Words by Ronnie Blakey // Images by Brandon Guilmette & Jam Hassan

Filipe Toledo, the green-haired Brazilian, stole the show from everyone and everything at the Corona Open J-Bay.

Nothing could drag the spotlight away from the 21 year-old: Not the other 35 surfers in the draw, not Slater’s broken hoof, not the breaching mako, not the hero boat captain that narrowly avoided capsizing his vessel during the event (while smoking a ciggie), not Jordy Smith with his perfect heat and re-surf controversies… Not even Mick and his great white buddy. That’s how good Toledo was.

It was an honour to call and a privilege to watch. Whether you were standing there on the point or watching it unfold on a screen, you knew you were witnessing something special.

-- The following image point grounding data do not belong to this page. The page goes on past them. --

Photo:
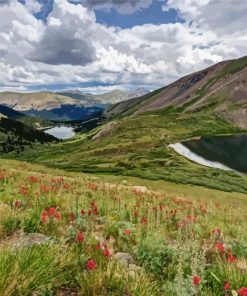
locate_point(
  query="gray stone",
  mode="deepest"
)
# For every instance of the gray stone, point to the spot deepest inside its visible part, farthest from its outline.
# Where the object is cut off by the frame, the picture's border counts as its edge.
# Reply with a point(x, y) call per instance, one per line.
point(124, 258)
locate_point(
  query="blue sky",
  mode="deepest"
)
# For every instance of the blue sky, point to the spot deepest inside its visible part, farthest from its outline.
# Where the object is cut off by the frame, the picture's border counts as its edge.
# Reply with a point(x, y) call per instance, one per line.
point(101, 45)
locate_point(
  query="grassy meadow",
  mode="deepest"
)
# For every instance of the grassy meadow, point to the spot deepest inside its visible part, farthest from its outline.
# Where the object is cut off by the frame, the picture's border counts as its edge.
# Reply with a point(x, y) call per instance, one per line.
point(138, 147)
point(67, 233)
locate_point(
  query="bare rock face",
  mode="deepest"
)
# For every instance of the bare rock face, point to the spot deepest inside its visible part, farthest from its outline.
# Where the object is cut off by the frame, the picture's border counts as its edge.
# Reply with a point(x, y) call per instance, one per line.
point(105, 131)
point(124, 258)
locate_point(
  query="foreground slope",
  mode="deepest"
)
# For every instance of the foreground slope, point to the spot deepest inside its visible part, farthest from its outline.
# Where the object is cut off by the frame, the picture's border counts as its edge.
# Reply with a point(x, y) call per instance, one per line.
point(17, 136)
point(69, 234)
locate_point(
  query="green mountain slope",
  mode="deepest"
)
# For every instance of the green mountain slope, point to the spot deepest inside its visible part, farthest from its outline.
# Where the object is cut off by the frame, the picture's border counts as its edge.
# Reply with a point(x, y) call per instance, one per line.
point(17, 136)
point(221, 89)
point(135, 140)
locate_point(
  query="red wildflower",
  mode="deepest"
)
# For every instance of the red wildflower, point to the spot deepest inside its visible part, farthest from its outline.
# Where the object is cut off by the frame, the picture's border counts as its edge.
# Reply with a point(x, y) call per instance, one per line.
point(106, 253)
point(51, 211)
point(98, 247)
point(136, 214)
point(58, 215)
point(231, 258)
point(242, 291)
point(17, 204)
point(196, 280)
point(33, 179)
point(144, 220)
point(91, 264)
point(80, 236)
point(44, 216)
point(220, 247)
point(227, 286)
point(127, 232)
point(216, 230)
point(71, 216)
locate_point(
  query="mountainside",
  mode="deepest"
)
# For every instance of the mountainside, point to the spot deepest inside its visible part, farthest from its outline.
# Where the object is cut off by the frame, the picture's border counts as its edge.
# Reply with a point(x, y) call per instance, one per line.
point(135, 140)
point(65, 105)
point(17, 136)
point(221, 88)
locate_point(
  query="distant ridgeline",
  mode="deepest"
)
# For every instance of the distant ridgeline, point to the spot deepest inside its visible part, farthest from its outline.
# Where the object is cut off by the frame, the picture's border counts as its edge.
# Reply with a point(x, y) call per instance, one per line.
point(16, 136)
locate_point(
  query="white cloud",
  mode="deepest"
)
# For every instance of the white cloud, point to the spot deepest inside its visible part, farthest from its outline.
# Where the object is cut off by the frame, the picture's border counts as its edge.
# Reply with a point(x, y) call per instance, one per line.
point(122, 6)
point(71, 47)
point(33, 6)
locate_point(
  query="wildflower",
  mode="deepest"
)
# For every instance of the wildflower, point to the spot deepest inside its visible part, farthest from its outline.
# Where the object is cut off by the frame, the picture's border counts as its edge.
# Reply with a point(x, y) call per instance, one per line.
point(98, 247)
point(33, 179)
point(80, 237)
point(136, 214)
point(196, 280)
point(242, 291)
point(216, 230)
point(51, 211)
point(227, 286)
point(220, 247)
point(17, 204)
point(144, 220)
point(127, 232)
point(106, 253)
point(231, 258)
point(44, 216)
point(58, 215)
point(71, 216)
point(91, 264)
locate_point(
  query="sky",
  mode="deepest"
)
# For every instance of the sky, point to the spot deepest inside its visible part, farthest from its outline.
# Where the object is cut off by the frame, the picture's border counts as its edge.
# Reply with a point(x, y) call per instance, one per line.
point(100, 45)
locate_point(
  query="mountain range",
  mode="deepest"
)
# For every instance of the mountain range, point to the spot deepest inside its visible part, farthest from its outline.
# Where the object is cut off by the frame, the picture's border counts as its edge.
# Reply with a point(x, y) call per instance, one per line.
point(65, 105)
point(221, 89)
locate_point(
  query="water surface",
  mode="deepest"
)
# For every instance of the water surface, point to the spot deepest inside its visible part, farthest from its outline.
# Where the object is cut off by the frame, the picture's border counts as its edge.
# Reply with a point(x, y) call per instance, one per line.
point(224, 152)
point(61, 132)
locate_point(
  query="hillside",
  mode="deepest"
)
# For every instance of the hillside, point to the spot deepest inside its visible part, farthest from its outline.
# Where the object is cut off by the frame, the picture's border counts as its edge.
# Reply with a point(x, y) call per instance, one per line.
point(221, 89)
point(17, 136)
point(72, 234)
point(66, 105)
point(10, 113)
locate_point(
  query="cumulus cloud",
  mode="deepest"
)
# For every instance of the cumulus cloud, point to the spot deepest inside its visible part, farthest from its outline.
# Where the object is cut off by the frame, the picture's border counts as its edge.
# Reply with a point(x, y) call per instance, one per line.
point(71, 47)
point(66, 37)
point(122, 6)
point(33, 6)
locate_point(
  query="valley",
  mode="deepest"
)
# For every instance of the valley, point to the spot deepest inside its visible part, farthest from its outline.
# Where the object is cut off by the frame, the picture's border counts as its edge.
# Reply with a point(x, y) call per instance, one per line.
point(114, 194)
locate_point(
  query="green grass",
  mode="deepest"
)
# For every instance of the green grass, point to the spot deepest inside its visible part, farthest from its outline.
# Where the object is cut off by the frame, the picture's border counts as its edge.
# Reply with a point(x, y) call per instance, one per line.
point(138, 146)
point(170, 237)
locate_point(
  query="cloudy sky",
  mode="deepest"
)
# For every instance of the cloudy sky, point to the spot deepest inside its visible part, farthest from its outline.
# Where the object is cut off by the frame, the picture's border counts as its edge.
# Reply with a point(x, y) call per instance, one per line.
point(100, 45)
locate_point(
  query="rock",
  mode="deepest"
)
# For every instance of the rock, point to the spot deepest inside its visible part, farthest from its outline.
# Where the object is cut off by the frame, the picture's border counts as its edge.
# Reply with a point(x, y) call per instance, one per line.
point(29, 240)
point(124, 258)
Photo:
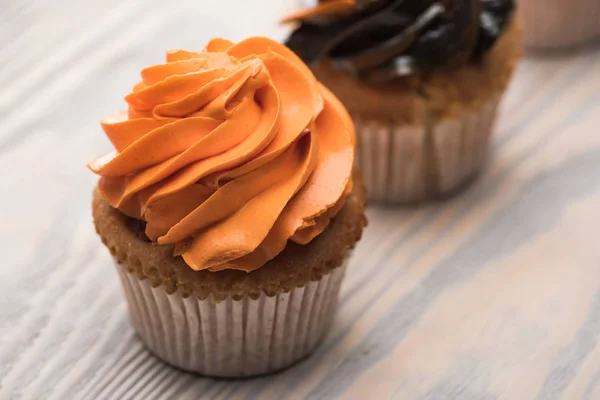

Toledo’s surfing was the perfect blend of progression, traditional lines and blinding speed. Those long workable walls at Supertubes had never experienced anything like it. He hammered through the rounds with his foot to the floor but pushed the needle into the red and beyond with a game-changing fourth round display that featured a ride many are calling one of the best ever ridden in competition.

With a favourable air-wind kicking up for that Round Four heat, Filipe took a wave and let go of two giant alley-oops – moves that individually were worth, at the very least, 8.5 points – before finishing the wave with a series of bonus hits. The judging panel were handcuffed by the scoring scale and could only throw it a 10 but when compared to the other perfect scores in the comp this one was in another realm.

The best supporting role to Filipe’s award winning act was the wave itself. J-Bay has been a fickle location over the years but each morning of the 2017 event window shed light on stacked swell lines and ideal conditions. The surfing during the event was beyond expectation but the other sessions were magic too.